Graphs of State Street Investor Confidence Index vs the S&P 500, Nasdaq & Dow

 Graph of State Street Investor Confidence Index vs the S&P 500, Nasdaq & Dow

Graph of State Street Investor Confidence Index vs the S&P 500

State Street Global Investor Confidence Index vs DJIA 

Graph of State Street Investor Confidence Index vs the Nasdaq $COMPQ

From State Street:
The State Street Investor Confidence Index® (the index) provides an objective, quantitative measure of global risk tolerance of the world’s sophisticated investors. Regional components measure separately the risk appetites of institutional investors in North America, Europe and the Asia-Pacific region.

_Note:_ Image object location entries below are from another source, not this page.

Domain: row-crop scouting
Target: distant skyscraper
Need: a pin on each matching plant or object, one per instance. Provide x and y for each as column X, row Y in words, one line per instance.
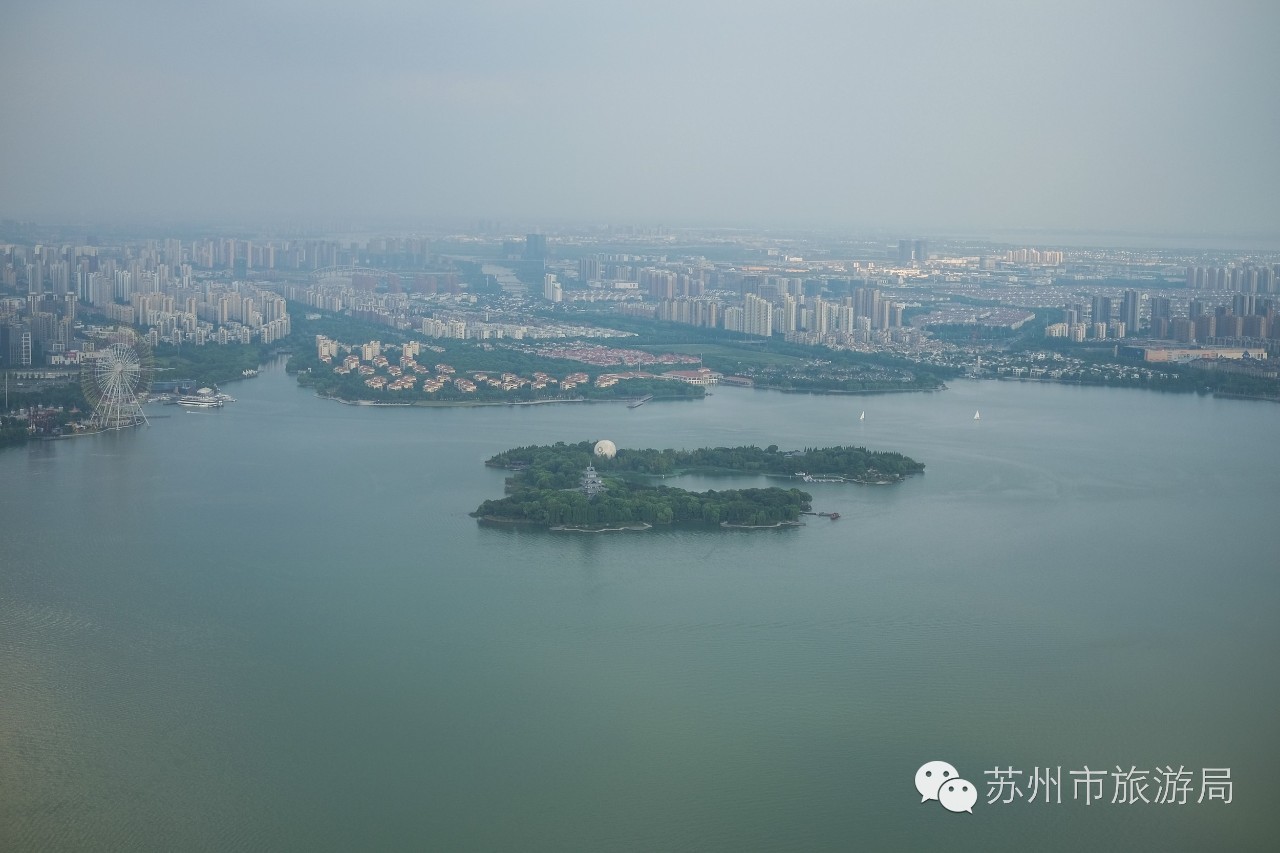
column 535, row 247
column 1101, row 309
column 1129, row 310
column 913, row 251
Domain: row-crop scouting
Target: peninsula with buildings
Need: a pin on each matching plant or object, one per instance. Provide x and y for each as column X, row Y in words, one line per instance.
column 483, row 314
column 598, row 487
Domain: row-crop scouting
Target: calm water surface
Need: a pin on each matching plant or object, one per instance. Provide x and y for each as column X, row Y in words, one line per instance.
column 274, row 628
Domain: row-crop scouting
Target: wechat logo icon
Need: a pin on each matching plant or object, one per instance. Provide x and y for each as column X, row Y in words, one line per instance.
column 941, row 781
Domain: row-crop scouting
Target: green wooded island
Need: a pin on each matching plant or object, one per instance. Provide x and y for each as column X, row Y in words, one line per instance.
column 598, row 487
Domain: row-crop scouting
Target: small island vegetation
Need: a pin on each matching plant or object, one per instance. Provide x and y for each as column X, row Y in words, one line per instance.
column 548, row 486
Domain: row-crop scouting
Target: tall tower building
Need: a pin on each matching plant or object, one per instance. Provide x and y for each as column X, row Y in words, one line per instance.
column 1101, row 309
column 535, row 247
column 1129, row 310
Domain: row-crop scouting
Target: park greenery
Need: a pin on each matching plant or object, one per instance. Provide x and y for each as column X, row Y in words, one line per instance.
column 544, row 488
column 209, row 364
column 466, row 357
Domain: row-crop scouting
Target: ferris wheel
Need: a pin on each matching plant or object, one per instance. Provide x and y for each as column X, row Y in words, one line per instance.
column 117, row 379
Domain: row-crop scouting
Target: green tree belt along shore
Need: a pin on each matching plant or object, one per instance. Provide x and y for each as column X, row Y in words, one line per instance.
column 545, row 486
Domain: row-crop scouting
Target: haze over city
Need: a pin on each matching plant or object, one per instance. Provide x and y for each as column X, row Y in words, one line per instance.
column 1138, row 117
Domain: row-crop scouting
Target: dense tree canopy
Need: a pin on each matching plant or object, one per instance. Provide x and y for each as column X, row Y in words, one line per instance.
column 544, row 488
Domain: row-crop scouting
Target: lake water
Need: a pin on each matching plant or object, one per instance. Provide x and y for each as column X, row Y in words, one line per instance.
column 274, row 626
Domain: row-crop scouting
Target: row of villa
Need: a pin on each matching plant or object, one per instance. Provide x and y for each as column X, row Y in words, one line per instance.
column 380, row 374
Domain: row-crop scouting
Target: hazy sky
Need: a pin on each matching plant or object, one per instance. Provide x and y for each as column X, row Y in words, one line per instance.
column 1155, row 115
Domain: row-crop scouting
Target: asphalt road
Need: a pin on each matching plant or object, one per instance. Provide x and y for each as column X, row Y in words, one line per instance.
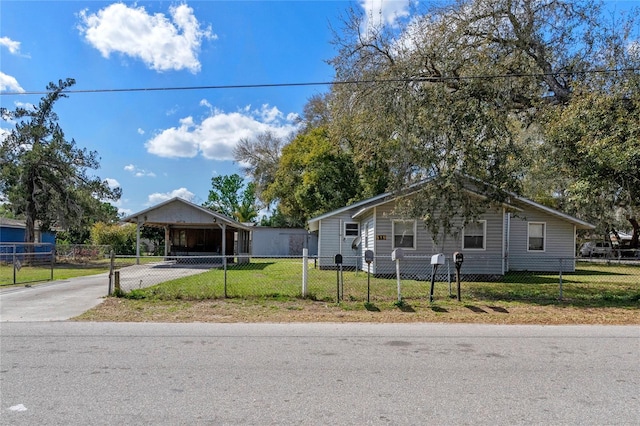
column 316, row 374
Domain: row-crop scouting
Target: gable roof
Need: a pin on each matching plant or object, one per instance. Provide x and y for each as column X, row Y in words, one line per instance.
column 369, row 203
column 160, row 215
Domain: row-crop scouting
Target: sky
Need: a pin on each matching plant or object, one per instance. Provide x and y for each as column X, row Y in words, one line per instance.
column 159, row 144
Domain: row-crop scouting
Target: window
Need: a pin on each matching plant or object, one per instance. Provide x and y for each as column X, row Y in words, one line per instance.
column 368, row 238
column 351, row 229
column 474, row 235
column 404, row 232
column 536, row 236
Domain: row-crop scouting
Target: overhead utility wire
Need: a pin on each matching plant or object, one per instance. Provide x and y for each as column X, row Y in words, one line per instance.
column 328, row 83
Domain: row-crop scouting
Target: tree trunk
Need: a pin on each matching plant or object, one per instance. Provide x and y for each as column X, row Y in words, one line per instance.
column 636, row 232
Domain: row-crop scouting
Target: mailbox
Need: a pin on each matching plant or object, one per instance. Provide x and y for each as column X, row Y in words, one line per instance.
column 368, row 256
column 437, row 259
column 397, row 254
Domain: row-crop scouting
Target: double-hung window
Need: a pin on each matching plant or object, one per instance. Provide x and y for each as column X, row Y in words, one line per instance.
column 351, row 229
column 537, row 236
column 368, row 236
column 474, row 235
column 404, row 233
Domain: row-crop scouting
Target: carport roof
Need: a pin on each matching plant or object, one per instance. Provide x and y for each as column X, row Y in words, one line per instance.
column 172, row 212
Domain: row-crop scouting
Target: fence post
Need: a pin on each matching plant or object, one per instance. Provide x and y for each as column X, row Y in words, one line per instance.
column 224, row 267
column 14, row 264
column 111, row 264
column 53, row 259
column 560, row 279
column 305, row 270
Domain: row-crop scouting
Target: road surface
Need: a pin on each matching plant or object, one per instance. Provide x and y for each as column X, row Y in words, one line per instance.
column 317, row 374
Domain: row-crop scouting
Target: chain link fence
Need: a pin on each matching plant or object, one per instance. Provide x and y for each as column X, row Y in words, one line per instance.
column 210, row 277
column 25, row 263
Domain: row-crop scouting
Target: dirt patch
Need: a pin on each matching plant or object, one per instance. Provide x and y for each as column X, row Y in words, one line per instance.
column 232, row 310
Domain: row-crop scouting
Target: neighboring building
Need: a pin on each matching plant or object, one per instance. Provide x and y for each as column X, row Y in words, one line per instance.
column 266, row 241
column 13, row 230
column 192, row 230
column 517, row 236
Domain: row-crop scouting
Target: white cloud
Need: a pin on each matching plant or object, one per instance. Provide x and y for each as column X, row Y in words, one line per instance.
column 9, row 83
column 112, row 183
column 158, row 197
column 11, row 45
column 216, row 136
column 161, row 43
column 137, row 172
column 379, row 13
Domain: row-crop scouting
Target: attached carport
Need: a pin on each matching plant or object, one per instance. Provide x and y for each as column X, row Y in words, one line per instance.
column 192, row 230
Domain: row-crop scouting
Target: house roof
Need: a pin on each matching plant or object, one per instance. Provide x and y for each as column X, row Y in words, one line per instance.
column 158, row 216
column 369, row 203
column 15, row 223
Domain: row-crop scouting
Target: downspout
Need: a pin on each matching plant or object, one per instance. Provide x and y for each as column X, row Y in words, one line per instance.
column 167, row 242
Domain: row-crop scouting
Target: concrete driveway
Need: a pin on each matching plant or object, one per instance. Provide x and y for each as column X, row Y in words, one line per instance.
column 65, row 299
column 54, row 301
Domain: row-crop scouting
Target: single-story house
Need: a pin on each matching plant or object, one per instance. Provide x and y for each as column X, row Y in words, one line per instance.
column 518, row 235
column 267, row 241
column 192, row 230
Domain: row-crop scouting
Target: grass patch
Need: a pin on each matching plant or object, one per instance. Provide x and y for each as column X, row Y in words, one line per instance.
column 35, row 274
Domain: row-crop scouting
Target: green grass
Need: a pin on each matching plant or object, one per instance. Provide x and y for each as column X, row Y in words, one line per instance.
column 591, row 285
column 35, row 274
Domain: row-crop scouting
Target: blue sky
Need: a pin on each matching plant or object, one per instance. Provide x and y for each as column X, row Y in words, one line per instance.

The Index is released at 10 a.m Eastern Time in the US, on the last Wednesday of each month.

The Premise

Confidence in the economy and the capital markets is a critical driver of economic and financial fluctuations and of the business cycle. When confidence increases, consumers and investors want to buy consumer goods, durables and invest at prevailing prices. When confidence decreases, spending and risk-taking tend to fall.

Investors are said to be confident when the news about the future is good and stock prices are rising. However, rising prices are related both to good fundamentals, such as growth in industrial production and productivity, as well as to the underlying sentiment or mood of investors. A good confidence measure should indicate whether, for a given set of fundamentals, investors have an increased or decreased appetite for risk.

Quantitatively measuring shifts in investor sentiment presents a unique set of problems to researchers. Investor surveys are often outdated by the time they are released. On the institutional side, accuracy can be compromised as decision makers are often too busy to fill out surveys. In all cases, survey responses, like prices, tend to obscure the effects of fundamentals and investor sentiment.